A YieldMax ticker can show 0% estimated ROC in one distribution and a much higher ROC estimate in another.
That can look like the fund changed character overnight.
I do not read it that way.
Estimated ROC is a preliminary tax-characterization label. It is not a direct measurement of weekly option-income source formation. It is not the same thing as net per share. It is not a coverage signal. It is also not a simple fund-health score.
The word ROC can create a fast misunderstanding. A high estimated ROC percentage does not, by itself, prove that the fund is simply “paying from capital” in the casual way many readers use that phrase. The more careful read is narrower: the distribution has been given a preliminary tax-characterization estimate, and that estimate may change when final tax reporting is completed.
That is why I treat estimated ROC as a label around the distribution, not as the engine behind the distribution.
What Estimated ROC Is
ROC stands for return of capital. In weekly option-income ETFs, the important word is often not ROC itself. It is estimated.
During the year, fund pages and distribution announcements may show an estimated ROC percentage. That figure helps describe how a distribution is currently expected to be characterized for tax purposes. It is not the same as the final tax document an investor receives after year-end.
For DiviTracker, this matters because the weekly income-source framework is built around observed data layers such as PIN, POUT, SETTLE, net per share, and coverage. Estimated ROC belongs to a different layer.

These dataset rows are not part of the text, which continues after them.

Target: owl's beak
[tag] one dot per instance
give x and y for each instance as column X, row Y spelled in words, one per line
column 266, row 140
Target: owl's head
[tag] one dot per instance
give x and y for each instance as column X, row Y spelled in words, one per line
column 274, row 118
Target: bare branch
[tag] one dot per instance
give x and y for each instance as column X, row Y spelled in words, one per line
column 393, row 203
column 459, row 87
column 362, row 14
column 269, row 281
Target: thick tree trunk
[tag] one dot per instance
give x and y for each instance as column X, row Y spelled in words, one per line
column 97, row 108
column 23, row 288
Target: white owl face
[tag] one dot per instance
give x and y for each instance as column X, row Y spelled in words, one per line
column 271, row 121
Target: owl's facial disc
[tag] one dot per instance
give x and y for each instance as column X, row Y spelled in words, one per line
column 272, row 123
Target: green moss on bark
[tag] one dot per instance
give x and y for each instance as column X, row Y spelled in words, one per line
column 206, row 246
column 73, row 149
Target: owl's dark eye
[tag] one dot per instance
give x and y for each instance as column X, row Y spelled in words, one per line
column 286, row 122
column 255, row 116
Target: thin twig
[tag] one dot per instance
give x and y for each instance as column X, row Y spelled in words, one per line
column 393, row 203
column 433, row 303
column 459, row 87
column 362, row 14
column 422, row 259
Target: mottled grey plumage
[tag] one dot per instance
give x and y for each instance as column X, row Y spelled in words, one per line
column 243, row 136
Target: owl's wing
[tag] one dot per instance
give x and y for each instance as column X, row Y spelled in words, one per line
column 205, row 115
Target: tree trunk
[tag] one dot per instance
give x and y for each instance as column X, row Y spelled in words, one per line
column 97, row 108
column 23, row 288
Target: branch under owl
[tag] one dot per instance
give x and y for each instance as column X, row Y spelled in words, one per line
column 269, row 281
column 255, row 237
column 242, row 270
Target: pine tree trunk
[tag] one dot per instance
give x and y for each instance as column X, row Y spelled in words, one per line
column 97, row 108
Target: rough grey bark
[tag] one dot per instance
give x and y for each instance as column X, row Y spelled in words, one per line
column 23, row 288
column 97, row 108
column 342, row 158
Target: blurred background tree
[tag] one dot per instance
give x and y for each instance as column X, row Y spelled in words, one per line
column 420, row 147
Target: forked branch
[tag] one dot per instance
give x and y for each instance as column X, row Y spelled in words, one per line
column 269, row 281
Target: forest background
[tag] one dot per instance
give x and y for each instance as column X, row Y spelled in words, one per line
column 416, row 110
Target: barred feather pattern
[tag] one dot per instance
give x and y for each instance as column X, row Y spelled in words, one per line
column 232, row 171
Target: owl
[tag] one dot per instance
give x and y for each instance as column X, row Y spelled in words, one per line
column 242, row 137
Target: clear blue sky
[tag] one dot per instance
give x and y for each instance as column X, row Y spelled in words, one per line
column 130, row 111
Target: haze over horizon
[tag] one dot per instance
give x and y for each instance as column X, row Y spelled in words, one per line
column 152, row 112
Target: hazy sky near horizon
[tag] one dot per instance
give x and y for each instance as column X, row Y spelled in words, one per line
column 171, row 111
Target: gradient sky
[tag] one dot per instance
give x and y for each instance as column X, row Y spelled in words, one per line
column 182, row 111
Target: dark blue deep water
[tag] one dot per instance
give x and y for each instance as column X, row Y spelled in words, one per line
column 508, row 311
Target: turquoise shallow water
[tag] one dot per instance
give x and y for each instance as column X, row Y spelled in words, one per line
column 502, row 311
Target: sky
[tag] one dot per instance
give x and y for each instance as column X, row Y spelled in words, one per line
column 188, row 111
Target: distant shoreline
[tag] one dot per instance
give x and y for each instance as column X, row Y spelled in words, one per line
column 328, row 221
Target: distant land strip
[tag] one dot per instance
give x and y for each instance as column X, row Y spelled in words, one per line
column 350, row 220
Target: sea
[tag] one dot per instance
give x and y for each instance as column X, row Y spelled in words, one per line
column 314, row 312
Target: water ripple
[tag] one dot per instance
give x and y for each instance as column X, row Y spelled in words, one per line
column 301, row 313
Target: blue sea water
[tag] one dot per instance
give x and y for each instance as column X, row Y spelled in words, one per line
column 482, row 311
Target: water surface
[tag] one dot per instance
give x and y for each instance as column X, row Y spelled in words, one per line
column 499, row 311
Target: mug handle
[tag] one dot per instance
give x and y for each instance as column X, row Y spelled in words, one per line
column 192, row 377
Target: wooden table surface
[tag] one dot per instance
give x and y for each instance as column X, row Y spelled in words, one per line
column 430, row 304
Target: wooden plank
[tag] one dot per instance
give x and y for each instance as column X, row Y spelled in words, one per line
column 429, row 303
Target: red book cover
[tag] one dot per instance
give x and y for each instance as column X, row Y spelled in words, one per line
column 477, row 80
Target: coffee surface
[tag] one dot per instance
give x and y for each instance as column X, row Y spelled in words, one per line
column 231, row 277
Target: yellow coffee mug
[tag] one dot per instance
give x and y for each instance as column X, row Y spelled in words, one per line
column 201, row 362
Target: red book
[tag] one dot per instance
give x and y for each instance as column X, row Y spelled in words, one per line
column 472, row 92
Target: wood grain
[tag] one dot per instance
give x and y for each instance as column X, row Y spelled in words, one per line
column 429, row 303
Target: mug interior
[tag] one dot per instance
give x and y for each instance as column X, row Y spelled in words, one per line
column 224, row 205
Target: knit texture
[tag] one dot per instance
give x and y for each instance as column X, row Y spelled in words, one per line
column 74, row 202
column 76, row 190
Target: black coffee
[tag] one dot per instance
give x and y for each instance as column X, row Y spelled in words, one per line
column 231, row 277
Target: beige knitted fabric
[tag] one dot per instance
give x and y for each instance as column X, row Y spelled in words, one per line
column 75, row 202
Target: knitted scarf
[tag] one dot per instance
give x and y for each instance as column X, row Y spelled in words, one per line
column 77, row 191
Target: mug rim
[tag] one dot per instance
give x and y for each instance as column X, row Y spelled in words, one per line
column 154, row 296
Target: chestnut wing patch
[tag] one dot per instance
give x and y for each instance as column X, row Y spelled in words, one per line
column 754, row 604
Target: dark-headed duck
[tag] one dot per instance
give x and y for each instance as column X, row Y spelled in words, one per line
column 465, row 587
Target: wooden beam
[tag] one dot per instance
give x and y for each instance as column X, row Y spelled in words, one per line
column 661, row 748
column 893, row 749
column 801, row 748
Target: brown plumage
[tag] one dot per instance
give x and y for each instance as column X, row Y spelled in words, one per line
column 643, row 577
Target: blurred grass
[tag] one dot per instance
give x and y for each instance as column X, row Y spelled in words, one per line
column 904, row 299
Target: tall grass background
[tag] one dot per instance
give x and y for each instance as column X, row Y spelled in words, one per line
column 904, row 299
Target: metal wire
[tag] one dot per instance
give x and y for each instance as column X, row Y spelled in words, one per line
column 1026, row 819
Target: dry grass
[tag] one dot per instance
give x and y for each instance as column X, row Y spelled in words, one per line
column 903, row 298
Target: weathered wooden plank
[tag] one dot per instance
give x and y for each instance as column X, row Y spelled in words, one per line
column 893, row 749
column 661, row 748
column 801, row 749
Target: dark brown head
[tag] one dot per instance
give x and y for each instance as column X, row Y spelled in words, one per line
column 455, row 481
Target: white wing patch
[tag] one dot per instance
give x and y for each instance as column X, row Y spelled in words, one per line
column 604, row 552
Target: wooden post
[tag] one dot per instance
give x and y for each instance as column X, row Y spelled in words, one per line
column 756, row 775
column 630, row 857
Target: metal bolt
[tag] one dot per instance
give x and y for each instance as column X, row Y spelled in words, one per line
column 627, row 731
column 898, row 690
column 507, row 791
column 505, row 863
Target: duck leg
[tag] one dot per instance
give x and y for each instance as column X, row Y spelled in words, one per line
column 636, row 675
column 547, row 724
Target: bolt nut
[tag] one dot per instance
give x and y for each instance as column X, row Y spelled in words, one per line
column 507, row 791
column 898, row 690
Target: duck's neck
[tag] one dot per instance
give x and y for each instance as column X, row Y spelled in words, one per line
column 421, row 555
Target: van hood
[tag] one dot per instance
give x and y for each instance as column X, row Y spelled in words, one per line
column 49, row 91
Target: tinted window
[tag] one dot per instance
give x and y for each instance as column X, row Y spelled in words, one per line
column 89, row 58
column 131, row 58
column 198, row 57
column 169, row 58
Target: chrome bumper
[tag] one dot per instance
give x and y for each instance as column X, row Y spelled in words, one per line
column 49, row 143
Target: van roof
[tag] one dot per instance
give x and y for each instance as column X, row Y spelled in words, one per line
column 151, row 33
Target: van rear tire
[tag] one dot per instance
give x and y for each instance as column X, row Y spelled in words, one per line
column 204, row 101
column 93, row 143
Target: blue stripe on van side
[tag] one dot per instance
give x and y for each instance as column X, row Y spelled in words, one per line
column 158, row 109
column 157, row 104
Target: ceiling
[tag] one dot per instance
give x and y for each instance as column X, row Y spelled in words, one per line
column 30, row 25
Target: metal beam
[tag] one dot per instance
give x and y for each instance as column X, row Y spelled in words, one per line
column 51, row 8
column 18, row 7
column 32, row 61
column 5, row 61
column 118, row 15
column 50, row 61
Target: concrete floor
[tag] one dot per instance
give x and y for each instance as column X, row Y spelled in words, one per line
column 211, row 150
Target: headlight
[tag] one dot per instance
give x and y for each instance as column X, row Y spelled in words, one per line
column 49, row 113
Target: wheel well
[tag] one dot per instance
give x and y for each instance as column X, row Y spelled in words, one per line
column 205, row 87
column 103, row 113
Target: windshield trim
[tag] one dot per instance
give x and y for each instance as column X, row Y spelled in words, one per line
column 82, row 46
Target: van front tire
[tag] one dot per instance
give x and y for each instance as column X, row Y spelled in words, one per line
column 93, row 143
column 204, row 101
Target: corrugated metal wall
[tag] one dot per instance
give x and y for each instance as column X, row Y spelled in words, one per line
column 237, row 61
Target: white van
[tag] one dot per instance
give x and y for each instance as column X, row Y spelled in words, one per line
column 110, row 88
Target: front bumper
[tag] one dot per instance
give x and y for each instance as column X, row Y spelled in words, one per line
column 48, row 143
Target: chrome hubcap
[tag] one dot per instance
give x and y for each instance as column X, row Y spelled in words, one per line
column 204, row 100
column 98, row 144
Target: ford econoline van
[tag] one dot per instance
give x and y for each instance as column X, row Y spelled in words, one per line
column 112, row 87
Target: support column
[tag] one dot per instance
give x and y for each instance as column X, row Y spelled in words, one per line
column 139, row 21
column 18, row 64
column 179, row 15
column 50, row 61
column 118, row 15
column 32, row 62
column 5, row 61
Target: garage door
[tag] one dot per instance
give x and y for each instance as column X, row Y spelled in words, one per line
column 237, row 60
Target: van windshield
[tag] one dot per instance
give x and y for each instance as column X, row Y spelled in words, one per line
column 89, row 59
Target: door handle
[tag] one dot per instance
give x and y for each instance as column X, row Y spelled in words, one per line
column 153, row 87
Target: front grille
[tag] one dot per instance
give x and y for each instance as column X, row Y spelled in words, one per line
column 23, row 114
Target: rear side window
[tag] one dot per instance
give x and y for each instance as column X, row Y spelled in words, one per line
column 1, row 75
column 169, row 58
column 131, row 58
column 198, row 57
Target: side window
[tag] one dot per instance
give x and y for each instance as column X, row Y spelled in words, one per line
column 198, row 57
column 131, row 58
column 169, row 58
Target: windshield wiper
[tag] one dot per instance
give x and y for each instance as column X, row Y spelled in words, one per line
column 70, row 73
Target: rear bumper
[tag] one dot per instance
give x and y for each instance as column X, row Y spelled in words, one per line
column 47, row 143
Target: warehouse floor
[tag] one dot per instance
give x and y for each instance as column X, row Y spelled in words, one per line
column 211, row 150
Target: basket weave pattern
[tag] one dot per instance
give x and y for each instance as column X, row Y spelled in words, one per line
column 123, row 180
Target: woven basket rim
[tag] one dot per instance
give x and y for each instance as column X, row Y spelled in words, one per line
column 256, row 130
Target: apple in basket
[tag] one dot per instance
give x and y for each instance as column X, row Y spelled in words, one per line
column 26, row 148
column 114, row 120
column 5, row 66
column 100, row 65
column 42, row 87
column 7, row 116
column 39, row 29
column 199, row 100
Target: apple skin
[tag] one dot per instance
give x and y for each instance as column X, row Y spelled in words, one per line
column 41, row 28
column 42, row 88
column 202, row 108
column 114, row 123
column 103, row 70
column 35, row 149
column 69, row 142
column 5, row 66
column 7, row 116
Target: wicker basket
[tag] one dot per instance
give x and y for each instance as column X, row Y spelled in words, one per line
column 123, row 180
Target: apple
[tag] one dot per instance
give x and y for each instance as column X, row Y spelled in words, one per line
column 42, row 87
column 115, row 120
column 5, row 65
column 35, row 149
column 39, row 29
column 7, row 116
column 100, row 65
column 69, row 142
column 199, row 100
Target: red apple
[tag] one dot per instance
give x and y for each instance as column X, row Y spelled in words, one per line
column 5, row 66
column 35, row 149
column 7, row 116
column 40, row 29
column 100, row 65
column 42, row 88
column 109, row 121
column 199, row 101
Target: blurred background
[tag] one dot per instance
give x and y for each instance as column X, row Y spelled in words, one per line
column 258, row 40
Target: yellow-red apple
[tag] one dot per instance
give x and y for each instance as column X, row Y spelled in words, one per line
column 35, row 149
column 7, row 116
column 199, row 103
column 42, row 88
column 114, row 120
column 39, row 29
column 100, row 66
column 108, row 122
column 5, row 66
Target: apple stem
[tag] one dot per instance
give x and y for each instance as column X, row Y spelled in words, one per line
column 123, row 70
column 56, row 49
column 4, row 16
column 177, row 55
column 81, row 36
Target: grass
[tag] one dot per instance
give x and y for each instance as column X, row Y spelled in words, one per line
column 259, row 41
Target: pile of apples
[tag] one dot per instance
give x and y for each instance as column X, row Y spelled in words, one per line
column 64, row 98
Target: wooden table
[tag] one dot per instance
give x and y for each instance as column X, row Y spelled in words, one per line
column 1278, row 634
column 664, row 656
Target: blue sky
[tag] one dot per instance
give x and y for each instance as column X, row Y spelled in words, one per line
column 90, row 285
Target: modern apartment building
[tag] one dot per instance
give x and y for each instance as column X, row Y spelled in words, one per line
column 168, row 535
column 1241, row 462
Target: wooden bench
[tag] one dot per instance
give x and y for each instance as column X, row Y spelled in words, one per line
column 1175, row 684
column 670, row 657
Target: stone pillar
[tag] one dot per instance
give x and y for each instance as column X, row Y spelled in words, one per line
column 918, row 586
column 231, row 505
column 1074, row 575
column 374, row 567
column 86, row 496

| Label | What it answers | What it does not answer |
|---|---|---|
| Distribution Rate | How large the latest distribution looks when annualized against the NAV base | Weekly income-source formation, total return, or future payout certainty |
| 30-Day SEC Yield | What income appears under a standardized 30-day yield framework | The full option-premium income-source process |
| Estimated ROC | How the distribution is preliminarily characterized for tax purposes | Fund health, coverage, sustainability, or weekly realized cashflow |
Why Estimated ROC Can Move Week to Week
The same ticker can show very different estimated ROC percentages across nearby distributions.
That is the main reason I do not use estimated ROC as a weekly income-source signal. A number that moves sharply from one distribution row to another should be read as a changing tax-characterization estimate, not as a direct read on the strategy engine.
In DiviTracker ticker-note data, NVDY and CONY both showed this kind of variation.
| Ticker | Observed estimated ROC sequence | How to read it |
|---|---|---|
| NVDY | 0% → 93.62% → 94.05% → 95.18% → 97.05% → 0% | The estimate changed across distribution rows; it should not be treated as a stable income-source signal. |
| CONY | 0% → 30.94% → 0% → 25.76% → 0% → 96.54% → 81.77% → 20.17% → 0% | The same ticker can show alternating ROC estimates without that alone explaining fund health or weekly cashflow formation. |
What Estimated ROC Does Not Tell You
Estimated ROC does not tell you how much weekly option income was formed.
It does not tell you whether PIN exceeded POUT. It does not tell you whether a weekly observation had full coverage or thin coverage. It does not explain whether rolling cost compressed net per share. It does not prove that a future distribution will be higher, lower, stable, or unstable.
That is the boundary.
Estimated ROC is useful when reading public distribution information. It is not a replacement for the income-source layer that DiviTracker tracks.
How to Read Estimated ROC Beside Other Labels
I read estimated ROC beside Distribution Rate and 30-Day SEC Yield, but I do not combine the three into one score.
Distribution Rate is a payout-output label. 30-Day SEC Yield is a standardized income-yield label. Estimated ROC is a preliminary tax-characterization label.
Those labels can appear close together on a fund page or announcement, but they answer different questions.
For a broader explanation of those public labels, see Distribution Rate vs 30-Day SEC Yield: Why Option-Income ETF Yield Numbers Differ.
For the broader difference between visible yield and income formation, see What Yield Doesn’t Tell You About Weekly Income Formation.
For the weekly cashflow signal itself, see Net per Share — What It Measures and What It Doesn’t.
The practical read is narrow: use estimated ROC as a preliminary tax-characterization label. Do not use it as a shortcut for fund quality, income-source formation, coverage, or future distributions.
Nothing in this post is investment advice or tax advice. The discussion is for structural and educational context only. Estimated ROC is discussed as a preliminary public fund-information label, not as a forecast, recommendation, or prediction of future distributions. DiviTracker tracks observed weekly option-income source signals, not future payouts or fund performance.